[I18n-sig] Unicode surrogates: just say no!

Martin v. Loewis martin@loewis.home.cs.tu-berlin.de
Thu, 28 Jun 2001 08:20:58 +0200


> What is the virtue in making the literal syntax easy and making unichr()
> easy when everything else is hard? Counting characters is hard.
> Addressing characters reliably is hard. Slicing reliably is hard. Why
> not simplify things? Surrogates are just characters. If you want to
> handle wide characters you need to build Python that way.
> 
> I'm trying to imagine the use-case where you care about surrogates
> enough to want them to be automatically generated but not enough to care
> about slicing and addressing and counting and ...and is this use-case
> worth breaking the invariant that len(unichr(i))==1.

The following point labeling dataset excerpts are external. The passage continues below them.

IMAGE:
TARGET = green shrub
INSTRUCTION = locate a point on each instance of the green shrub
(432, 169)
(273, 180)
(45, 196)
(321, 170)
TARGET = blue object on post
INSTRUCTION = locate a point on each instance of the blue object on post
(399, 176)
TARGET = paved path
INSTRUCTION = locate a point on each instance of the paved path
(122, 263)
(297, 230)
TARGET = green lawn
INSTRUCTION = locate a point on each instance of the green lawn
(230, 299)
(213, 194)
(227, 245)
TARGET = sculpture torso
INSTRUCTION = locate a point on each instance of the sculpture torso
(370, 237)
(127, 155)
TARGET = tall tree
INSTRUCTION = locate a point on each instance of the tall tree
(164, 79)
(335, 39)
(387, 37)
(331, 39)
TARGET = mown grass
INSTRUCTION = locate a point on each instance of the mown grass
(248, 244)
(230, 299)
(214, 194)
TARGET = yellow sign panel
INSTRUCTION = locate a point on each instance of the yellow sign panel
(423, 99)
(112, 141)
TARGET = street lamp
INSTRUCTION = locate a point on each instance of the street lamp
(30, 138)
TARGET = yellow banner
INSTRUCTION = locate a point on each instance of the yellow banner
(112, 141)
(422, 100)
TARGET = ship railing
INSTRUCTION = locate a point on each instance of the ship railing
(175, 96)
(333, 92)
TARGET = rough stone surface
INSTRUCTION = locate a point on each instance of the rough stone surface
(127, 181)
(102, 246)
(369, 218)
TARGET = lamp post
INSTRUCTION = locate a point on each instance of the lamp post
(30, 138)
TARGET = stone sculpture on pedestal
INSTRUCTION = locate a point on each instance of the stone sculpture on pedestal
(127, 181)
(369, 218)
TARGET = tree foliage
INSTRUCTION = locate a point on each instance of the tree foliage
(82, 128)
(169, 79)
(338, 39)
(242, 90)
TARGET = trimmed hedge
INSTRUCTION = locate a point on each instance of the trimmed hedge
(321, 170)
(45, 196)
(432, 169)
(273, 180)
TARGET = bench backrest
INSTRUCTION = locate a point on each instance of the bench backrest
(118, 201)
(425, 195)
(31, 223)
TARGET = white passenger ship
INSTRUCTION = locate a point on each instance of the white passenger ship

I'm in favour of supporting the \U notation to denote non-BMP
characters even in a "narrow" installation. Whether unichr should also
support them is less interesting, but it gives some consistency if it
does.

The rationale for supporting \U is two-fold: One, importing a module
should not fail in one installation, and succeed in another (of the
same Python version). Running the module may give different results,
but you should be able to generate byte code. Furthermore, people
using non-BMP characters in source are probably not very interested in
counting the characters: They want to display them. For just
displaying them, you need to represent them, and you need the fonts.
String manipulation is less important.

Regards,
Martin